I always said I would never be "that" Mom.
I always told myself I would never be "that" Mom. You know the one I'm talking about. The one who throws their kid an ipad or an iphone just to pacify their latest in public tantrum or to buy some extra "me time" away from their kids.
I used to judge these Mom's with no shame what-so-ever. Until I became one. Being a parent is hard. Whether a stay-at-home Mom, working Mom, single Mom, foster Mom, period. Parenting takes everything we got from sun up to sun down, and not eve really then! We are always "on duty" or ready for the call.
I work full time in Medical Billing, run a Photography Studio, while juggling my husband and children. Let's face it, I can't be everywhere and be everything to everyone.
One morning while trying to make my husband breakfast many other various must do's before I walked out the door for work I found myself completely overwhelmed by the demands of my 3 year old. I simply did NOT have the time for all that in the moment. That's when it happened. Out of pure desperation to get my laundry list of "to do's" the were on my agenda before work, I handed my daughter the computer.
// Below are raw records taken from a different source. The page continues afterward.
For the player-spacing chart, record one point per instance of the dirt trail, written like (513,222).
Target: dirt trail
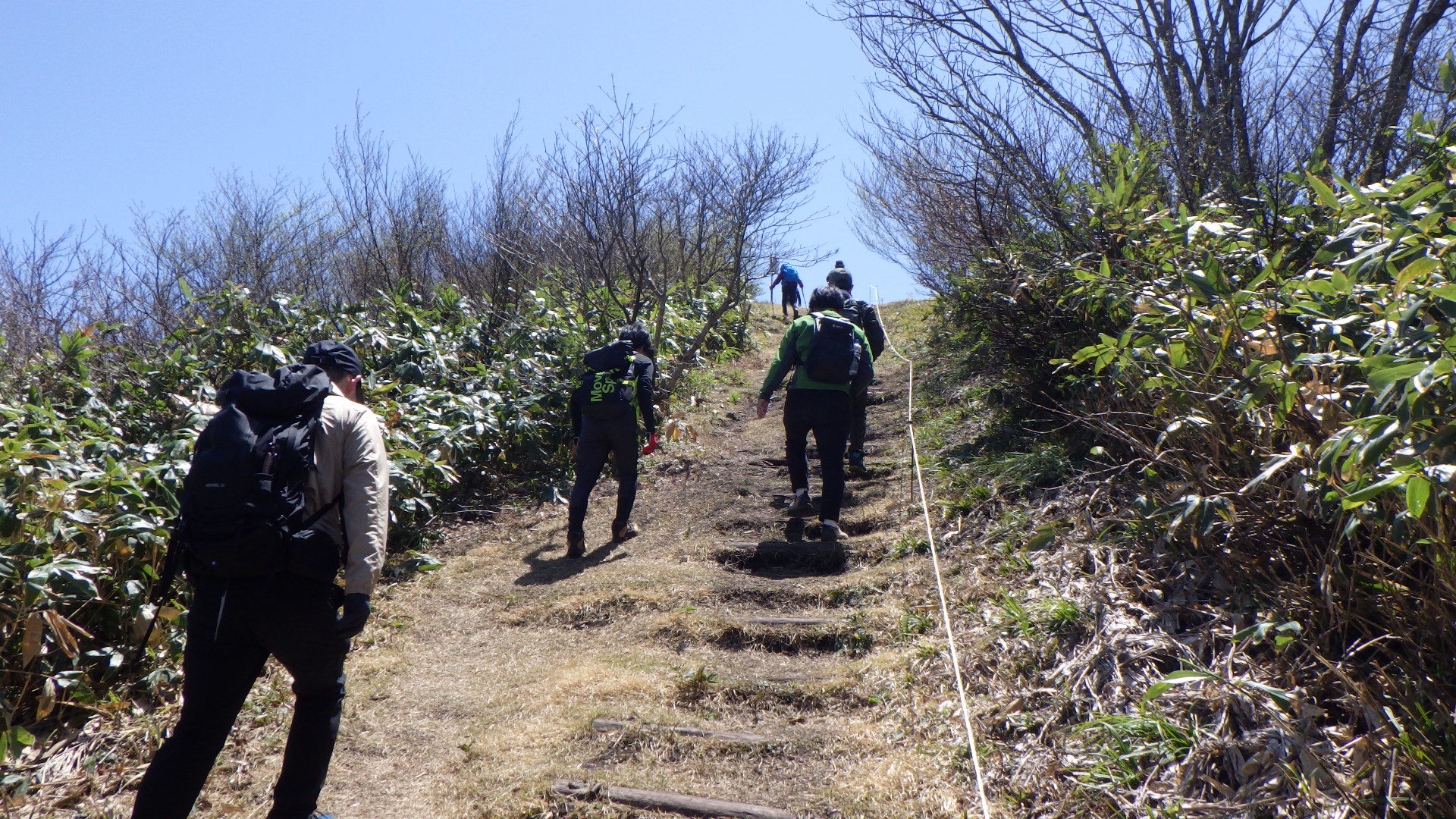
(476,687)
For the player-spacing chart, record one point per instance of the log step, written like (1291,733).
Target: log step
(674,802)
(685,730)
(788,620)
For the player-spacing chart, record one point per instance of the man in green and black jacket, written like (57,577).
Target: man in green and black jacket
(867,316)
(820,407)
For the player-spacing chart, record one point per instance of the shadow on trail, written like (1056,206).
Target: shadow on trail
(549,570)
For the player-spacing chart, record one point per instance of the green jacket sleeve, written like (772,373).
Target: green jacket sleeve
(783,360)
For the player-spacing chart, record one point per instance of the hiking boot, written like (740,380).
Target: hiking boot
(801,506)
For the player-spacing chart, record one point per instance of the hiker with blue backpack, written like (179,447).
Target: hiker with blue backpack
(832,365)
(289,485)
(615,394)
(789,286)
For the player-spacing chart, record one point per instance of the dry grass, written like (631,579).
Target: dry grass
(476,686)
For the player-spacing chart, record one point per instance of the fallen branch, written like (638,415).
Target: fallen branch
(686,730)
(674,802)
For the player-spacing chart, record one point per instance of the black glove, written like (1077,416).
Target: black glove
(356,614)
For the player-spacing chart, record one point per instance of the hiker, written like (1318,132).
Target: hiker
(267,523)
(618,390)
(789,289)
(832,363)
(867,318)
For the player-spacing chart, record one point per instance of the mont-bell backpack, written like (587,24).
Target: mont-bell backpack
(243,496)
(833,354)
(609,385)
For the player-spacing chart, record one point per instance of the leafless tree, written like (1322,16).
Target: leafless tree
(1012,99)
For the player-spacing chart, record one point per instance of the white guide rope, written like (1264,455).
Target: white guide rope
(940,580)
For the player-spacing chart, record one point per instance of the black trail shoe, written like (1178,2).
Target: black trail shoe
(801,506)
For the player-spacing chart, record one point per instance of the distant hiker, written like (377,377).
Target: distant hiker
(618,391)
(867,318)
(832,363)
(789,289)
(289,484)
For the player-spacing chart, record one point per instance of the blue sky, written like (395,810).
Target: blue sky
(108,105)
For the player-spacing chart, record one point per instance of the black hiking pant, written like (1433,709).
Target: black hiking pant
(827,414)
(234,626)
(619,438)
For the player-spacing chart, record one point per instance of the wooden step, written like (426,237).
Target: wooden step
(770,554)
(685,730)
(674,802)
(786,620)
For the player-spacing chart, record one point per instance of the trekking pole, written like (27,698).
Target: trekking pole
(164,588)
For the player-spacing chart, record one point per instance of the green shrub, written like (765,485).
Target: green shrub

I downloaded what looked like a good "education app" just to ease my guilt a bit. After about 30 minutes I finally got everything done that I needed to. I looked across the counter and there she sat, happy and content while learning her ABC's. And you know what? She was just fine. I was just fine. She didn't become a zombie child with her whole developmental future doomed because she engaged in a few minutes of screen time.
I get it now. Sometimes it just makes sense to say "the hell with what they say" and do what works. She was happy and I was able to accomplish my tasks. Had I remained stubborn and closed minded to this idea, we would have spent that half hour falling further behind, with an incredible amount of distress on both parts.
Being a parent is hard. Why make it harder?